Locking — Isolation — Unit of Work — Performance


I’ve had a bit of a locking/threading theme in some of my recent postings so I thought I’d continue that with a little problem.  Here’s a (simplified) set of operations that is sort of an example of what you might need to do in a free threaded class.  Let’s assume there is one instance of this class that is to be shared between multiple threads any of which might call the DoIt() function at any time.


Here are two possible implementations that are like things I’ve seen in the past.  The question is:  Which of these is “better?”  Is there something that is (in some sense) better still?  What are the factors that influence this decision (Hint: see the title of this posting)


You might have to scroll down to see the code depending on your browser because the <PRE> formatting seems to come out weird with the stylesheets in use here.

    // it’s easy to explain what this does
class ExampleCoarse
{
public ExampleCoarse() {}
private Object myLock = new Object();
private int count;

public void DoIt(StreamWriter sw)
{
lock(myLock)
{
long ticks = DateTime.Now.Ticks;
int count = IncrementCount();
LogToStream(sw, ticks, count);
}
}

private int IncrementCount()
{
return ++count;
}

private void LogToSteam(StreamWriter sw, long ticks, int count)
{
sw.WriteLine(“{0} {1}”, ticks, count);
}
}

// it’s not so easy to explain this… or how to use it.. but is it better?
class ExampleFine
{
public ExampleFine() {}
private Object myLock = new Object();
private int count;

public void DoIt(StreamWriter sw)
{
long ticks = DateTime.Now.Ticks;
int count = IncrementCount();
LogToStream(sw, ticks, count);
}

private int IncrementCount()
{
int c = System.Threading.Interlocked.Increment(count);
return c;
}

private void LogToSteam(StreamWriter sw, long ticks, int count)
{
lock (myLock)
{
sw.WriteLine(“{0} {1}”, ticks, count);
}
}
}

Comments (11)

  1. Lauren Smith says:

    You incur the extra cost of a mutex in the InterlockedIncrement call, but you also risk interleaving threads between the call to IncrementCount and LogToSteam.  If you don’t mind the output to be out of order, then this may be the speed demon you’re looking for.

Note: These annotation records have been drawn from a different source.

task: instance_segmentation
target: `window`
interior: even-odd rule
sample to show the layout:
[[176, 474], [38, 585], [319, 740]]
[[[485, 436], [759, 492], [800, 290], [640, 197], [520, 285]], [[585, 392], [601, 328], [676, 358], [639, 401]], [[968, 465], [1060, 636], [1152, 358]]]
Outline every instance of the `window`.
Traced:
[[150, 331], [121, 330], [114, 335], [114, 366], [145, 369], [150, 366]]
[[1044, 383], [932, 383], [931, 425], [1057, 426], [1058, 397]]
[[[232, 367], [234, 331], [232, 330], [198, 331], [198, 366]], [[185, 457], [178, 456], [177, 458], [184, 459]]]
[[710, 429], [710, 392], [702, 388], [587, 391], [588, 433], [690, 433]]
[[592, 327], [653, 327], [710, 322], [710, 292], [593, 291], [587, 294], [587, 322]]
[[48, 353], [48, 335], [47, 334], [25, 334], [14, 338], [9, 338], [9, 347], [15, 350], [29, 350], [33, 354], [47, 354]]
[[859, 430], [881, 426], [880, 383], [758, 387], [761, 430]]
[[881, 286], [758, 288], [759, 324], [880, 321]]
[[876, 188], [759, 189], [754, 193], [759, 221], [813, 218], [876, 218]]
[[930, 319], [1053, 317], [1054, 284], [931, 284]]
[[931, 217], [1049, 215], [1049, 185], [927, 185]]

    Let’s take two threads A and B.  In your first example, if A enters DoIt first, B must wait until A finishes before it may enter DoIt.  If we assume that each action in DoIt requires 1 unit of worktime, then two threads hitting DoIt at the same time will require 6x worktime.  In fact, any single CPU system will require the same.  However, thread B must wait idly for 3x worktime before beginning any work.  What a waste!

    Your second example, assuming maximum interleaving and multiple CPUs, will allow the two threads to complete execution in 5x worktime.  The first call to Ticks is simultaneous, and the next two calls are blocked, so it requires the total amount of worktime: 4x.

    Unfortunately, it also means that execution may be out of order with thread A getting a Tick of 1 and count of 10 and thread B getting a Tick of 2 and a count of 9 and the output showing thread B’s output first.  That’s acceptable if you think it is.  Maybe not so acceptable for other applications.

    The real unit of work is defined by the application.  So if the output must be absolutely in order, then it may make sense to wrap the last two calls in its own mutex and do away with the InterlockedIncrement.  If you’re looking to maximizing the number of simultaneous threads which may access the DoIt method at any given time, then your fine grained locking scheme works great.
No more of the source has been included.